Despite women leading in numbers in these industries, gender bias still looms where women lack support from their colleagues, making the environment unfavourable for growth. Some of the challenges experienced are:

  • Controlled communication– where women need to be careful when expressing authority. They are expected to downplay their accomplishments
  • Lack of acknowledgement– Women barely get acknowledgement for their contribution This has been reported in instances where women are interrupted when speaking.
  • Decision-making – Despite being well-represented in these industries, women have been locked out of major decision-making processes in what is commonly referred to as the boys’ club mentality.
  • Lack of mentors– The lack of mentors and sponsors has led to crushed confidence and minimal to no access to growth opportunities.

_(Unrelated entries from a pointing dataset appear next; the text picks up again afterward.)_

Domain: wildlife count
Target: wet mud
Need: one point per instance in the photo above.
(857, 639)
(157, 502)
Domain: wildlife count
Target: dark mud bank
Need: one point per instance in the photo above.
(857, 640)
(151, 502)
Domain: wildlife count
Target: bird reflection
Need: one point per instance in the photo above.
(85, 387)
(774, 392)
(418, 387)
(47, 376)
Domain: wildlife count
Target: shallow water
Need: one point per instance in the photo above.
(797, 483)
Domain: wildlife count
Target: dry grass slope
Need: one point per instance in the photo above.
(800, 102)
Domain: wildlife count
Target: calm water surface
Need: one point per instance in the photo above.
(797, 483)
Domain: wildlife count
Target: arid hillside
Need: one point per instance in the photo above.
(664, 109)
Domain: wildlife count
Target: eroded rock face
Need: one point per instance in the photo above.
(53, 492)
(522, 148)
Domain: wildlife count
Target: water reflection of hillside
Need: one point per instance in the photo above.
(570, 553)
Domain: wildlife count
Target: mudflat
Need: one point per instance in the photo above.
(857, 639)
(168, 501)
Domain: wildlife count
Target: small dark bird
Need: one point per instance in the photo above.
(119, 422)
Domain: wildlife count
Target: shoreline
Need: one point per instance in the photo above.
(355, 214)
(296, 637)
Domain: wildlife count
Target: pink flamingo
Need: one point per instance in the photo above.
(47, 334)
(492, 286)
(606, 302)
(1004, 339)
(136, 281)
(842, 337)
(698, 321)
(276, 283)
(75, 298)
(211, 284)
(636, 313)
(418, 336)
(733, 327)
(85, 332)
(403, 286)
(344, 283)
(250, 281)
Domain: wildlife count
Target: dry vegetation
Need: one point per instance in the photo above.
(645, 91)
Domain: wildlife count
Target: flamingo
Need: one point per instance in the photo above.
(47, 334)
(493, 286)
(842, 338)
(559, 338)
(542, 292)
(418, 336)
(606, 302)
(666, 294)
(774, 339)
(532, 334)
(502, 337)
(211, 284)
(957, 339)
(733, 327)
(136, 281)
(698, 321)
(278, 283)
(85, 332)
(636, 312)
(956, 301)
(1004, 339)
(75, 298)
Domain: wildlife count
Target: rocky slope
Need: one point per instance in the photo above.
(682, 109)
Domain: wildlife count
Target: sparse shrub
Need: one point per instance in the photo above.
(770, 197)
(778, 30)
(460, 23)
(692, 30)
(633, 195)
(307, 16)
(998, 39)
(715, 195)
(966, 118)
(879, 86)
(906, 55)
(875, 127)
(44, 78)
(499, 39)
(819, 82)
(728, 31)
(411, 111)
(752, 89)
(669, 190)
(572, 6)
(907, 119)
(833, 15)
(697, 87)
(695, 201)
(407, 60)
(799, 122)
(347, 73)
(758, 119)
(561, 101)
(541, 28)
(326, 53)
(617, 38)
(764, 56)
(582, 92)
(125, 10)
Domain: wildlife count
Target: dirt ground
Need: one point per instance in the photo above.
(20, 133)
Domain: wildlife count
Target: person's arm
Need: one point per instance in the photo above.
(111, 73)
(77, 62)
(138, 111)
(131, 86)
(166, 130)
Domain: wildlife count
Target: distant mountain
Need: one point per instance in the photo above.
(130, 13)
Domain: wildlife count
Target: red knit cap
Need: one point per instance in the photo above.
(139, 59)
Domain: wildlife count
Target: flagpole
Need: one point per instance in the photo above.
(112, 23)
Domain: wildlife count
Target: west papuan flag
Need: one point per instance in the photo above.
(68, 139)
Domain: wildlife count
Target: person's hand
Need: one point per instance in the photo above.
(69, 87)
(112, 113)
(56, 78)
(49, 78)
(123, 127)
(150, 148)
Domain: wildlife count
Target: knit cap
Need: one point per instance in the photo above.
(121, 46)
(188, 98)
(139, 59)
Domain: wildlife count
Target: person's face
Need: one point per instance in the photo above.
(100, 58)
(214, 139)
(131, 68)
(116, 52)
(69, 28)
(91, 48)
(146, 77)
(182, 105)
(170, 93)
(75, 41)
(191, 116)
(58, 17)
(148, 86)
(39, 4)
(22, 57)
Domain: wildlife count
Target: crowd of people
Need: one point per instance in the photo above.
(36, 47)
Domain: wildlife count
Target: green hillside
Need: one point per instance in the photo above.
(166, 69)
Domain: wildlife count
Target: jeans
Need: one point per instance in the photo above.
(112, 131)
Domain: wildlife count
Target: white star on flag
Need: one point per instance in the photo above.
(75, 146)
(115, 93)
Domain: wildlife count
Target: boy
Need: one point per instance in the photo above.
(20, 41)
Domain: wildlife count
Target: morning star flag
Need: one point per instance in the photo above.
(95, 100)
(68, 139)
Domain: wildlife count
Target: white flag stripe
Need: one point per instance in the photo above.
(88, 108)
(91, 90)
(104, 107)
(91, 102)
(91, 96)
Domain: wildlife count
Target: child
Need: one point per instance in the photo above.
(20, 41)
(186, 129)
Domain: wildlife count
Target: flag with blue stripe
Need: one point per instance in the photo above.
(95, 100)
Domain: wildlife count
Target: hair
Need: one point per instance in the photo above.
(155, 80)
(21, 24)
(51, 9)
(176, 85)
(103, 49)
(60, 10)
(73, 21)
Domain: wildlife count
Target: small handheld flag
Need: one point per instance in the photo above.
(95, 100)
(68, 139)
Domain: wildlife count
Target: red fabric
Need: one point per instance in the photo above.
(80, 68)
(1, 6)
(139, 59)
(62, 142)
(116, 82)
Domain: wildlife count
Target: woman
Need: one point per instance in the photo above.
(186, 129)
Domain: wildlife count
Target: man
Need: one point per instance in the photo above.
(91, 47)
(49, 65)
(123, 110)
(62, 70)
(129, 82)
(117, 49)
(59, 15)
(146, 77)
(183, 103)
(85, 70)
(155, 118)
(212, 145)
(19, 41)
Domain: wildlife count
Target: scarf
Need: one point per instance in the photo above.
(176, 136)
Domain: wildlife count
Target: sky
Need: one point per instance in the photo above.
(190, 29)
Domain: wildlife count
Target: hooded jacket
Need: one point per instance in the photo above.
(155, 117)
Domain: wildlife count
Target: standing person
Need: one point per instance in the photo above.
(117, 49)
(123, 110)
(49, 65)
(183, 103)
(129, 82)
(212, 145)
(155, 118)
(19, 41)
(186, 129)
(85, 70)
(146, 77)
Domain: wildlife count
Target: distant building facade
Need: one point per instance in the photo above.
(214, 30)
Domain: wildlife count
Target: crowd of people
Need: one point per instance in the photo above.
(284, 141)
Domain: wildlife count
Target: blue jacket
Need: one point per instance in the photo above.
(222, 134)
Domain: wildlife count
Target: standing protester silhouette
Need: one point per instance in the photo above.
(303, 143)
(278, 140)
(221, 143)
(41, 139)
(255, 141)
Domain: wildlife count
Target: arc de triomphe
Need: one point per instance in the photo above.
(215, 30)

Male-dominated industries women can thrive in

Male-dominated industries are assumed to have 25% or fewer women. These currently include:

  • Finance
  • IT & Software development – 
  • Construction
  • Plumbing
  • Electricians
  • Mechanical engineering
  • Landscaping/ groundskeeping
  • Motor
  • Architecture

biases in male-dominated industries

Women who work in male-dominated industries have found themselves often competing to keep their positions and get their voices heard. Some of their challenges include:

  • Stress and anxiety- Women working in male-dominated industries experience higher stress and anxiety in their struggle to keep up with male dominance.
  • Lower pay– The gender pay gap is huge and only grows bigger in male-dominated industries 
  • Pervasive stereotypes– Women are known to nurture, care and clean hence the push to perform the same duties in the office
  • Traditional beliefs– Even in this day and age, we battle against a society that upholds strong beliefs against women’s ability to lead.
  • Sexual harassment- More women in male-dominated industries experience sexual harassment than those in female-dominated once although this does not rule out the truth that all workplaces are prone to this.
  • Lack of mentors– As in female-dominated industries, the lack of mentors and sponsors has led to crushed confidence and minimal to no access to growth opportunities.

It’s given that women continue to experience gender-based bias whether they’re in a female or male-dominated industry, but if we all take part in promoting cooperation over competition perhaps, we can make headway to a fairer workplace for women.